HR 676, the single-payer bill introduced by Michigan Rep. John Conyers, is a fine piece of legislation and it is understandable that those who have worked hard for its enactment are passionate about this cause.
What is not understandable is the drawing of a “line in the sand” that divides those fighting for health care reform between supporters of 676 and those supporting a strong public option. Unfortunately, some in the single-payer movement give the impression they would rather see defeat of health care reform if 676 is not the bill of choice.
One of Michigan’s new House Democrats, the first Democrat to be elected from the district since the early 1980s, has stated his support for the public option. Most people welcome his position, and it is such a refreshing change from the right-wing Republican who previously held his seat.
However it wasn’t enough for a group of health care activists visiting his office. They said he must sign on to 676 and even raised the possibility of a “die-in” at his office if he didn’t.
I heard another unfortunate story from a staff person with Organizing for America. He talked about his visit to a Democratic Party club, located in a rather wealthy community. Those in attendance were quite vocal for HR 676 and really didn’t want to hear him talk about building support for the public option.
That got me thinking. If you travel just two or three miles west from where they were meeting, you would be in the city of Detroit whose residents are being hard hit by every crisis you can think of. The two communities are at opposite ends of the economic spectrum.
In Detroit, unemployment is upwards of 30 percent, homes are being foreclosed and those enjoying health care benefits are few.
A strong public option would give them coverage. Would people who haven’t had health care for years and have no present hope of having it dismiss the public option saying “No, let’s wait for something better”?
A person I know who has been very active in the health care fight is worried about his daughter who doesn’t have health care, and says the public option would most likely cover her. He’s all for the measure because it would help a lot of people.
I have the same concerns over my daughter, who just finished college and has no health coverage.
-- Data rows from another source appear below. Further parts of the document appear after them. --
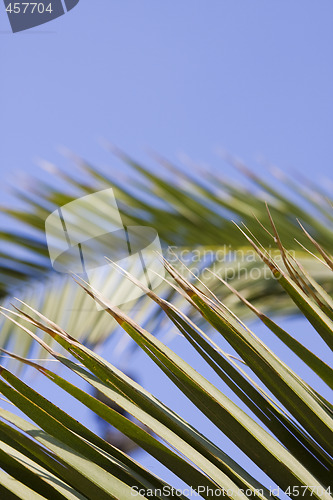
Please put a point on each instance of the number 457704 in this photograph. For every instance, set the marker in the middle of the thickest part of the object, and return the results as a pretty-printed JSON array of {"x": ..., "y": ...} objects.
[{"x": 29, "y": 8}]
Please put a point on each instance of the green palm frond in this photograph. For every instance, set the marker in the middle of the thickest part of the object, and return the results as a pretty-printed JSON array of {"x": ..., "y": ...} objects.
[{"x": 192, "y": 213}]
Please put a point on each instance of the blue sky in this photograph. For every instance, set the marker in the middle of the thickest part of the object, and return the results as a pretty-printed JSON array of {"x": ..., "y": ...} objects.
[{"x": 254, "y": 78}]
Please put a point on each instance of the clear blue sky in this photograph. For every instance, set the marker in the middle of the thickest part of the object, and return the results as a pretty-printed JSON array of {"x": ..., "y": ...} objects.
[{"x": 252, "y": 77}]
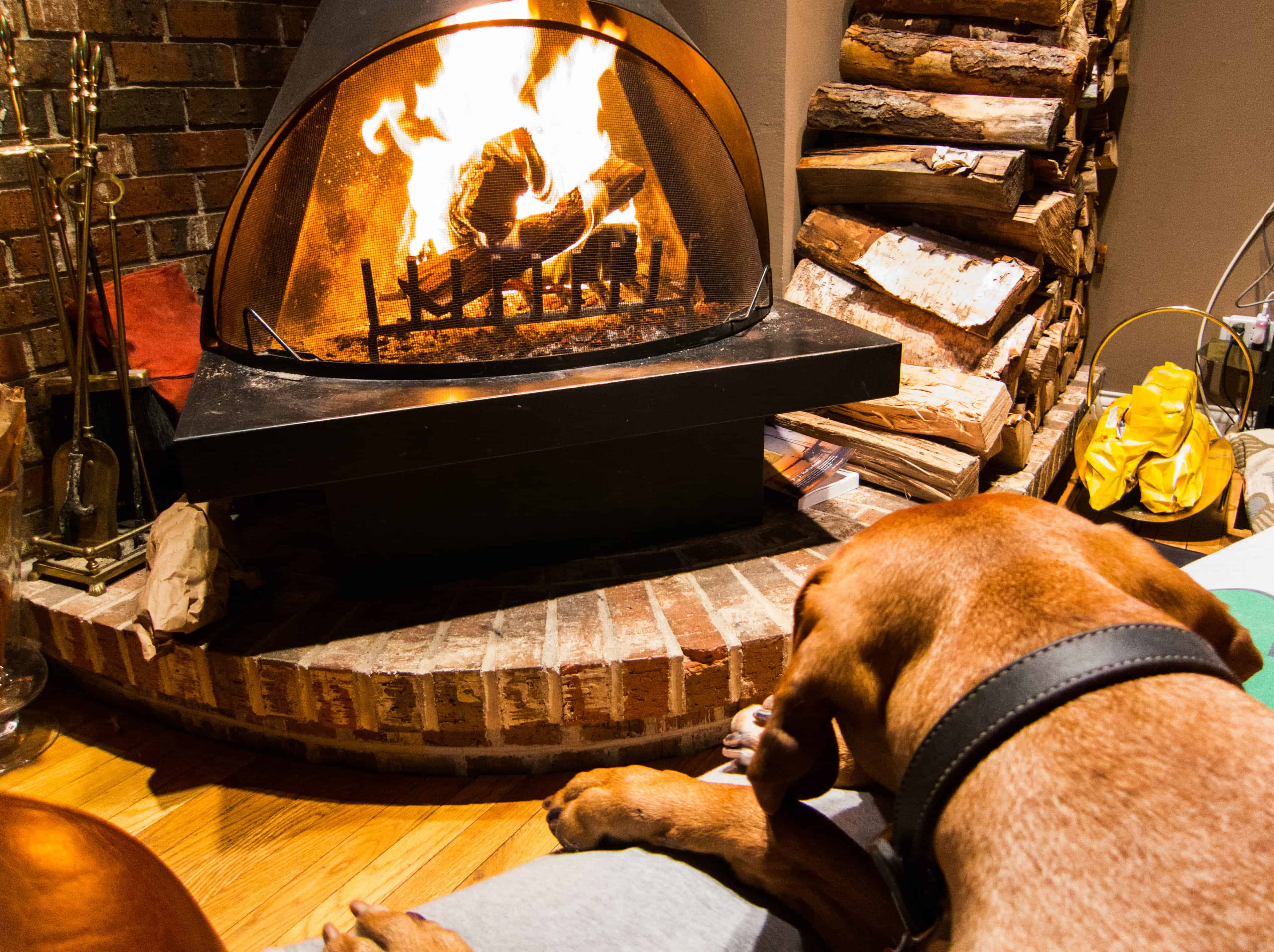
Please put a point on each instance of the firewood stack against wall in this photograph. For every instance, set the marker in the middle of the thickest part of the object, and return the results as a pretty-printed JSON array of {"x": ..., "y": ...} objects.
[{"x": 954, "y": 181}]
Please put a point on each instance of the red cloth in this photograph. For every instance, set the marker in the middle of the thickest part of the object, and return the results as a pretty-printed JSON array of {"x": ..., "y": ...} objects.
[{"x": 161, "y": 322}]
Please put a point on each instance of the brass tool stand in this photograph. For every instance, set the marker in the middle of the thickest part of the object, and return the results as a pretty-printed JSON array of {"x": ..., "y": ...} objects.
[{"x": 91, "y": 561}]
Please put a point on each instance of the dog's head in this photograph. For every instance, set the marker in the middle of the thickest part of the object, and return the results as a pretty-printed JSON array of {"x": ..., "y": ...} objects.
[{"x": 927, "y": 603}]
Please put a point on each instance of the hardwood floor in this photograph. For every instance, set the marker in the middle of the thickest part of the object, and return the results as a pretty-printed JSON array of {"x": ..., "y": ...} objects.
[{"x": 271, "y": 848}]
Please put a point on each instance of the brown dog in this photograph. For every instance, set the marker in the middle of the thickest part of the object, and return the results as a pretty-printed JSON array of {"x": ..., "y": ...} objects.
[{"x": 1133, "y": 817}]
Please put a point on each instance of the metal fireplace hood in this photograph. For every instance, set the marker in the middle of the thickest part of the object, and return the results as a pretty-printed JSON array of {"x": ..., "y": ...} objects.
[
  {"x": 285, "y": 290},
  {"x": 474, "y": 459}
]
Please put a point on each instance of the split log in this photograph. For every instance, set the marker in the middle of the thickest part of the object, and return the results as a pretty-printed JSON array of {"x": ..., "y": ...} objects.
[
  {"x": 1041, "y": 323},
  {"x": 1077, "y": 30},
  {"x": 1089, "y": 260},
  {"x": 909, "y": 464},
  {"x": 612, "y": 188},
  {"x": 948, "y": 64},
  {"x": 1016, "y": 441},
  {"x": 1048, "y": 13},
  {"x": 1071, "y": 364},
  {"x": 999, "y": 120},
  {"x": 1041, "y": 364},
  {"x": 1091, "y": 16},
  {"x": 933, "y": 175},
  {"x": 1118, "y": 20},
  {"x": 962, "y": 285},
  {"x": 1059, "y": 169},
  {"x": 1004, "y": 363},
  {"x": 1044, "y": 226},
  {"x": 941, "y": 403},
  {"x": 969, "y": 28},
  {"x": 1122, "y": 50},
  {"x": 926, "y": 339},
  {"x": 1049, "y": 396}
]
The AFL-CIO, the Congressional Progressive Caucus and almost every people’s organization see the necessity to address those concerns and the nation’s health care crisis and are working to pass a strong health reform bill this year. They do this even though many of them have also endorsed single payer.
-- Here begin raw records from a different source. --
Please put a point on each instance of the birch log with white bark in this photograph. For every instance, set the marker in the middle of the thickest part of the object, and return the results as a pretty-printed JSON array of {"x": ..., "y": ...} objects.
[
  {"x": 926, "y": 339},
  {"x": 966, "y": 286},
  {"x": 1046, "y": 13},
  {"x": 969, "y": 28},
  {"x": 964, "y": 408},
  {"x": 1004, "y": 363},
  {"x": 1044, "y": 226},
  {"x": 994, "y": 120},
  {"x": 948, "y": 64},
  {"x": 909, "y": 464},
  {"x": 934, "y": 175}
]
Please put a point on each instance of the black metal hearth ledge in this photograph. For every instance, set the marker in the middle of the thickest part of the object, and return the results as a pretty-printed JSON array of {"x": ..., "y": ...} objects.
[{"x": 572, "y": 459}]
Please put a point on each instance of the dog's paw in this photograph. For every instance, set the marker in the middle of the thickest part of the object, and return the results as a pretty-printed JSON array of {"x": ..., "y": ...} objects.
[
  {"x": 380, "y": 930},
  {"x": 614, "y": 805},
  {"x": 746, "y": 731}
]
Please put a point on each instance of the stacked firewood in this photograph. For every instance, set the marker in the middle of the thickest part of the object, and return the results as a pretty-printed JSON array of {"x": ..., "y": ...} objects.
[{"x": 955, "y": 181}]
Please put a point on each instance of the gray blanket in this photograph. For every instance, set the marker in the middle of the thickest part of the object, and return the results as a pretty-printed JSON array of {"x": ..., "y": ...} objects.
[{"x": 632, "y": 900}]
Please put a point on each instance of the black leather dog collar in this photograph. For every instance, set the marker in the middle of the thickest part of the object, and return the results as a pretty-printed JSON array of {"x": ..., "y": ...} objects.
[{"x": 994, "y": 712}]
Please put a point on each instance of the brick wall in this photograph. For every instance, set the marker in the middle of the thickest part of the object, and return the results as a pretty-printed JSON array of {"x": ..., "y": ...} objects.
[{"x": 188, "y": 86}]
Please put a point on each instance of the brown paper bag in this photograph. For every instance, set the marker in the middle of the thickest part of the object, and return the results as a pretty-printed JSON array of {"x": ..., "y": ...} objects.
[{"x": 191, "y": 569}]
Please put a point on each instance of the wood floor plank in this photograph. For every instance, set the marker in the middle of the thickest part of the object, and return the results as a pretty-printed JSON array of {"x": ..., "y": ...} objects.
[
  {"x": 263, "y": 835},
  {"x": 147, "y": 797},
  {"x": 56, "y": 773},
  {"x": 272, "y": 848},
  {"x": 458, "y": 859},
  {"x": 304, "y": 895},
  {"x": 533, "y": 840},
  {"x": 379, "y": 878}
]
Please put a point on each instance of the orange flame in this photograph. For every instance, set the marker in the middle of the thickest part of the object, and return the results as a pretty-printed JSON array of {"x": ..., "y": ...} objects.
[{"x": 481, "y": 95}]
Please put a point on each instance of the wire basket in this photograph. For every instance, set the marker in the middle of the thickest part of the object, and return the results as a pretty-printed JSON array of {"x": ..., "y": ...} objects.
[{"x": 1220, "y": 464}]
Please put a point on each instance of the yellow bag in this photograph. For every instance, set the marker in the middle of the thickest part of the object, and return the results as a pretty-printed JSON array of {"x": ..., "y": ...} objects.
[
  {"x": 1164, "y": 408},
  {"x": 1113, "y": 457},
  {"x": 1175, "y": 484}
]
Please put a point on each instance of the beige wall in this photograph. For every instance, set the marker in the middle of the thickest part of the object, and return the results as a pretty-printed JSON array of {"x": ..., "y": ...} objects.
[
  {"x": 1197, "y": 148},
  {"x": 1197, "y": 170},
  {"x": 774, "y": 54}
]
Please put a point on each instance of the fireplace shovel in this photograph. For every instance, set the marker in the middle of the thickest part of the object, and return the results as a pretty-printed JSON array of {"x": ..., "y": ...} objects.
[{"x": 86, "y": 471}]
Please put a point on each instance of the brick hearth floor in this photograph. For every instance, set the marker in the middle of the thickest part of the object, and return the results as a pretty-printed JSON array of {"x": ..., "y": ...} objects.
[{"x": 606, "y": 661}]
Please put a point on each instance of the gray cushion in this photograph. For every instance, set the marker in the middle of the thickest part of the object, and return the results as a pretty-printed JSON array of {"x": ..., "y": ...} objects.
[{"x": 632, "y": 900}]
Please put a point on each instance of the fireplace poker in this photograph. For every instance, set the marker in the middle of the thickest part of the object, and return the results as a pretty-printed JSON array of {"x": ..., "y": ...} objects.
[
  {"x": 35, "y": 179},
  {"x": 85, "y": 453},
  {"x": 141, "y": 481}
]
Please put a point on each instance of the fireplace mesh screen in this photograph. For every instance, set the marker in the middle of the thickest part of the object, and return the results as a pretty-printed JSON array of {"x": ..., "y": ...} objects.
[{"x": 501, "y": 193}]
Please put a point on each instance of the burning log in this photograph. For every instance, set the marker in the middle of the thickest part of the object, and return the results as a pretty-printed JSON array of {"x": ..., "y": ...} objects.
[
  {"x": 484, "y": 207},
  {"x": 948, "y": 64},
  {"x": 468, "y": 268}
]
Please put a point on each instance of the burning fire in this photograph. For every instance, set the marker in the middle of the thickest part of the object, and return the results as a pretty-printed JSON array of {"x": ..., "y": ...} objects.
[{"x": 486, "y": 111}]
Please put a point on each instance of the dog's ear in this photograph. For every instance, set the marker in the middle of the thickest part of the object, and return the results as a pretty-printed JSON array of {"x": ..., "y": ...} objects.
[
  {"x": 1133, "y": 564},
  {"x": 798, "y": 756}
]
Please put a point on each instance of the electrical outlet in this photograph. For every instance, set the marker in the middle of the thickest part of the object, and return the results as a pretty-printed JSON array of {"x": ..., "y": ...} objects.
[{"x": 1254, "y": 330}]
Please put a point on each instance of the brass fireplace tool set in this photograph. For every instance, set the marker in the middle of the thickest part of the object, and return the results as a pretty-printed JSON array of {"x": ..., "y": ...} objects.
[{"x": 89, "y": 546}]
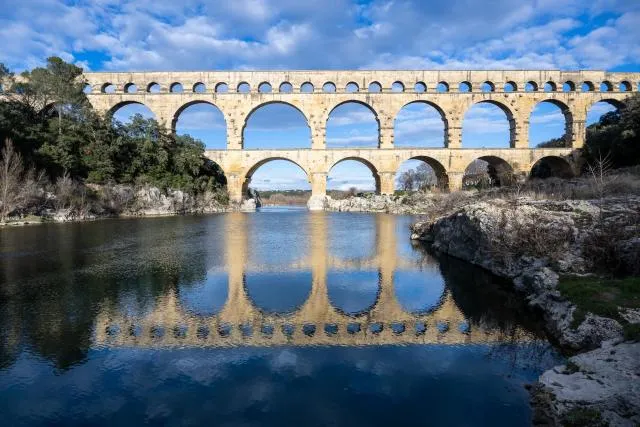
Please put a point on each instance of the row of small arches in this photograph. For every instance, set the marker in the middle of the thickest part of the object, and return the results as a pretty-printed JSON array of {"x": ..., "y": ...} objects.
[{"x": 375, "y": 87}]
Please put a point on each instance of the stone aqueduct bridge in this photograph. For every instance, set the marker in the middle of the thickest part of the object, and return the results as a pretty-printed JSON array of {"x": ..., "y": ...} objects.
[{"x": 394, "y": 90}]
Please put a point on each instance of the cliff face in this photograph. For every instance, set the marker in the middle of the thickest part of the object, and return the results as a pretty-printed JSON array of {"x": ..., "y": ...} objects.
[{"x": 531, "y": 242}]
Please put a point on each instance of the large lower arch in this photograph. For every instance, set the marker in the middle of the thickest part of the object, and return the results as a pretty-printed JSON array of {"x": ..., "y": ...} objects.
[
  {"x": 352, "y": 124},
  {"x": 487, "y": 123},
  {"x": 202, "y": 120},
  {"x": 369, "y": 165},
  {"x": 421, "y": 124},
  {"x": 296, "y": 166},
  {"x": 542, "y": 121},
  {"x": 488, "y": 171},
  {"x": 276, "y": 124},
  {"x": 551, "y": 167},
  {"x": 434, "y": 167}
]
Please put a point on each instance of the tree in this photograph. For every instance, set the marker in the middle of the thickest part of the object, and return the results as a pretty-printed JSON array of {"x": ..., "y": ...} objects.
[
  {"x": 58, "y": 84},
  {"x": 16, "y": 184}
]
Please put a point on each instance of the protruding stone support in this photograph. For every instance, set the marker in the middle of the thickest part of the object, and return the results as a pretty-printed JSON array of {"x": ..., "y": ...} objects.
[
  {"x": 386, "y": 136},
  {"x": 453, "y": 135},
  {"x": 318, "y": 135},
  {"x": 387, "y": 182},
  {"x": 455, "y": 180},
  {"x": 235, "y": 183},
  {"x": 317, "y": 202}
]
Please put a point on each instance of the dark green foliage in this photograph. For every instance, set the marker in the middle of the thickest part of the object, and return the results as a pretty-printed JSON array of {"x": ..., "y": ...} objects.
[
  {"x": 617, "y": 134},
  {"x": 52, "y": 126}
]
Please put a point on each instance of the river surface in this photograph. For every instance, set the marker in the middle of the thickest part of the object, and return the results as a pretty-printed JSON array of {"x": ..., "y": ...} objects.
[{"x": 282, "y": 317}]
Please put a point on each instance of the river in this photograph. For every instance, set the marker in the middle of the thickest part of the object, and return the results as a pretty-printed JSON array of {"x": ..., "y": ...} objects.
[{"x": 282, "y": 317}]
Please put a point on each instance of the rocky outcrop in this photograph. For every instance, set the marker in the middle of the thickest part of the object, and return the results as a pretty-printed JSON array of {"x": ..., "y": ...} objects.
[{"x": 600, "y": 386}]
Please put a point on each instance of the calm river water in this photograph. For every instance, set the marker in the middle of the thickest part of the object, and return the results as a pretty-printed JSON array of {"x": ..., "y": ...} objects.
[{"x": 278, "y": 318}]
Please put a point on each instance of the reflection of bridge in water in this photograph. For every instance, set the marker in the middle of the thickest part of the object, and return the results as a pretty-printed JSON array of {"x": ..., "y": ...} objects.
[{"x": 316, "y": 322}]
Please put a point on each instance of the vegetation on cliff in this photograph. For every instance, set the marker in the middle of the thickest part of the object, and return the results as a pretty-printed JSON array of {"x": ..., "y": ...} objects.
[{"x": 49, "y": 133}]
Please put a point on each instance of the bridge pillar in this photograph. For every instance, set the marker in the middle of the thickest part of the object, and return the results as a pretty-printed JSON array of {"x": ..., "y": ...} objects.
[
  {"x": 317, "y": 201},
  {"x": 234, "y": 187},
  {"x": 387, "y": 182},
  {"x": 453, "y": 133},
  {"x": 455, "y": 181}
]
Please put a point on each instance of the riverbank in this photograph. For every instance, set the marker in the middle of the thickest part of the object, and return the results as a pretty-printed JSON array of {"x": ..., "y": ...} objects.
[
  {"x": 94, "y": 202},
  {"x": 558, "y": 255}
]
They do not see a contradiction between winning a good reform today and the fight to keep improving health care no matter what measure is passed now.
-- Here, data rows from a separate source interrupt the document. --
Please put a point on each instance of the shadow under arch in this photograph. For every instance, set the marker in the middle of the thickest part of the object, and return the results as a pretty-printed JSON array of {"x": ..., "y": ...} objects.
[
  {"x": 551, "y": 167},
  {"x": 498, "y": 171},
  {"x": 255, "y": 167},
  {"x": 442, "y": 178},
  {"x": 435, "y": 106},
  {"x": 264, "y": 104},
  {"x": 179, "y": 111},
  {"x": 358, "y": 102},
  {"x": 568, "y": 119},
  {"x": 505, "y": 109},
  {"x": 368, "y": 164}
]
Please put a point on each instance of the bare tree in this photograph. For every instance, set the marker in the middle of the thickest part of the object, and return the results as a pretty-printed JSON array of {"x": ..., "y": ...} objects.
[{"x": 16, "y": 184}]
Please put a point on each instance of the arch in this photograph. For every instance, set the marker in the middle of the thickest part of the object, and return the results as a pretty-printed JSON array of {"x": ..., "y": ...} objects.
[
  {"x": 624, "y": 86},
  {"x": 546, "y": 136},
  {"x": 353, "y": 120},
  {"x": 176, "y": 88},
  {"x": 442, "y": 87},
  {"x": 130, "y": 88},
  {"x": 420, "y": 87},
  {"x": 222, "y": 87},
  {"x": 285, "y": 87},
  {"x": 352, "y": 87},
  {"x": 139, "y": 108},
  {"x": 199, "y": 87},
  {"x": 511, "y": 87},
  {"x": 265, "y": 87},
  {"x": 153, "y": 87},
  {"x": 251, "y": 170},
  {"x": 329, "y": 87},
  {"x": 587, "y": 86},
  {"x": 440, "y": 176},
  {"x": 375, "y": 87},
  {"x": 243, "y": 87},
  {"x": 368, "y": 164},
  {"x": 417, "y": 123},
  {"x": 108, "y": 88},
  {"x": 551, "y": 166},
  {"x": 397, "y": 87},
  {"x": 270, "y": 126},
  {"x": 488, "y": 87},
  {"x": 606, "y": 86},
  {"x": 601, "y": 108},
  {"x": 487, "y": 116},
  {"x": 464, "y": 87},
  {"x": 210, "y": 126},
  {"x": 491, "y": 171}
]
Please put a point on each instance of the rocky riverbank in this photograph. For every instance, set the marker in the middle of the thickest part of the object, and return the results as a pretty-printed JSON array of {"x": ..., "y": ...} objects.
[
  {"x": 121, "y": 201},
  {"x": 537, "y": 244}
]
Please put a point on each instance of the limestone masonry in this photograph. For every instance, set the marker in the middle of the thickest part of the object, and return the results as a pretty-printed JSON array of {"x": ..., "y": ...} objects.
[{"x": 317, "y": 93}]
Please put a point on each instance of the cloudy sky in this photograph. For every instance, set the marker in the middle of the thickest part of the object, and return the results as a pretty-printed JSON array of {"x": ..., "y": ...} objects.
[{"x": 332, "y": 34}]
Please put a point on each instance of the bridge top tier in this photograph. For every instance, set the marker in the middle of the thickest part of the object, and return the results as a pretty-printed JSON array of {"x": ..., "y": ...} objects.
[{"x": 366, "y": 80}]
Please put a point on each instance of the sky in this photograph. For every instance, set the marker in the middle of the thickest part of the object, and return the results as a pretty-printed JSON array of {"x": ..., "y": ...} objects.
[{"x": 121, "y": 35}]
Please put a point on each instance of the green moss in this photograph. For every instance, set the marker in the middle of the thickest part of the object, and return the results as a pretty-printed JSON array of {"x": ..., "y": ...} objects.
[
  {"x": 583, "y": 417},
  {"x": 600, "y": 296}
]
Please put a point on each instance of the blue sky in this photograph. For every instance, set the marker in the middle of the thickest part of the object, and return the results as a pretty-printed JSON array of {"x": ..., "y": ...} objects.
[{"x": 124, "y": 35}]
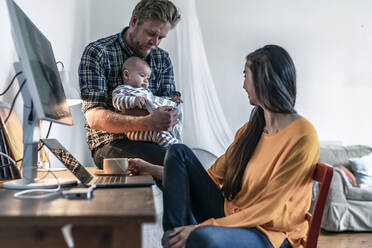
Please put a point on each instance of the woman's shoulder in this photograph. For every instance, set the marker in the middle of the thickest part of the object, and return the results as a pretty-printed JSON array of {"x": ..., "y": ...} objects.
[{"x": 301, "y": 125}]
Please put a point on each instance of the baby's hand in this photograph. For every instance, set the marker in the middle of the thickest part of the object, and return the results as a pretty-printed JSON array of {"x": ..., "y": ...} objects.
[
  {"x": 177, "y": 99},
  {"x": 140, "y": 102}
]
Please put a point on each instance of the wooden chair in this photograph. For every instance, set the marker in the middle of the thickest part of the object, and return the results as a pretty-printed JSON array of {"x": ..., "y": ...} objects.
[{"x": 323, "y": 174}]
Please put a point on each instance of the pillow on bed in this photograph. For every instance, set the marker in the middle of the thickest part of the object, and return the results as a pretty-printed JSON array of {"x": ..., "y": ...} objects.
[
  {"x": 362, "y": 169},
  {"x": 350, "y": 176}
]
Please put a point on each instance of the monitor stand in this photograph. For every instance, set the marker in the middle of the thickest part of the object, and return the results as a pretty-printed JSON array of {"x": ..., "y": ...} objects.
[{"x": 31, "y": 138}]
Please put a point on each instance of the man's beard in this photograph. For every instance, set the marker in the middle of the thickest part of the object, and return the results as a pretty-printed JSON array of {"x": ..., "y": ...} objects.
[{"x": 136, "y": 47}]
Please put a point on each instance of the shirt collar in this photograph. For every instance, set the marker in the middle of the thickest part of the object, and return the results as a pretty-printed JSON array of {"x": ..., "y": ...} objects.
[{"x": 123, "y": 44}]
Winning a strong public option, considering the balance of forces in Congress and the county as a whole, would be a huge victory for the people and a huge defeat for the right wing and the insurance companies — and they are lobbying hard to try to prevent that defeat.
That victory can set the stage for winning future improvements, whereas the defeat of the public option would be a real momentum killer.
The right is united in opposing this measure; shouldn’t forces for reform be equally or more united to ensure it passes?